Physicist Stephen Hawking has a different assumption. He believes that black holes can be surrounded by soft "hair" (hair is, of course, used here as a metaphor). These "hairs" represent low-charge quantum disturbances and store in themselves signatures (information, if you will) of everything that once fell into a black hole.

Regardless of which hypothesis you are more inclined to, their main message is the same: instead of the clean event horizon predicted by general relativity, the boundaries of black holes can be much more complex and blurry than we imagined. And the main problem here was that we did not have the opportunity to somehow verify these assumptions. Until LIGO detected gravitational waves.

Now, with the data on hand, an international team of researchers is proposing a way to find out what is happening around black holes. According to the new assumption, if the event horizons of black holes do not really lend themselves to the laws of general relativity, then echoes should remain after the initial gravitational waves.

According to the researchers, it will be possible to detect them thanks to the “hairs” surrounding the black hole, which are in a state of excitement and behave at this moment like mirrors. They capture some of the gravitational waves escaping the black hole, envelop them, transmitting some of their state of perturbation, and then can be detected by instruments like LIGO.

According to the scientists' calculations, these echoes could be detected using LIGO 0.1 and 0.3 seconds after the initial release of the gravitational wave. And - lo and behold! Scientists have become witnesses of this! Moreover, the event was observed not only within the framework of the first detection of gravitational waves in February this year, but also within the framework of all three observations of gravitational waves this year.

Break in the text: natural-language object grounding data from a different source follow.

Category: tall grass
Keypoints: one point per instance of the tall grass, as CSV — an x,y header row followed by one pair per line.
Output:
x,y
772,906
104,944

It should, of course, be understood that the three events can hardly be called reliable statistical data. So while the possibility remains that these echoes were some kind of background noise (1 in 270 cases, or 2.9 Sigma error), further observations will help researchers build a more solid evidence base.

“The good news is that the clarity and sensitivity of LIGO will be significantly improved soon, so we have a firmer opportunity over the next two years to confirm or deny these observations,” said lead researcher Niaesh Afshordi.

Even if the echoes can be confirmed, they will not answer the question of what level of fuzziness the boundaries of black holes have. Therefore, the solution of the information paradox has been postponed for now. So far, one thing is clear: one of the most important discoveries in physics this year has become even more tempting.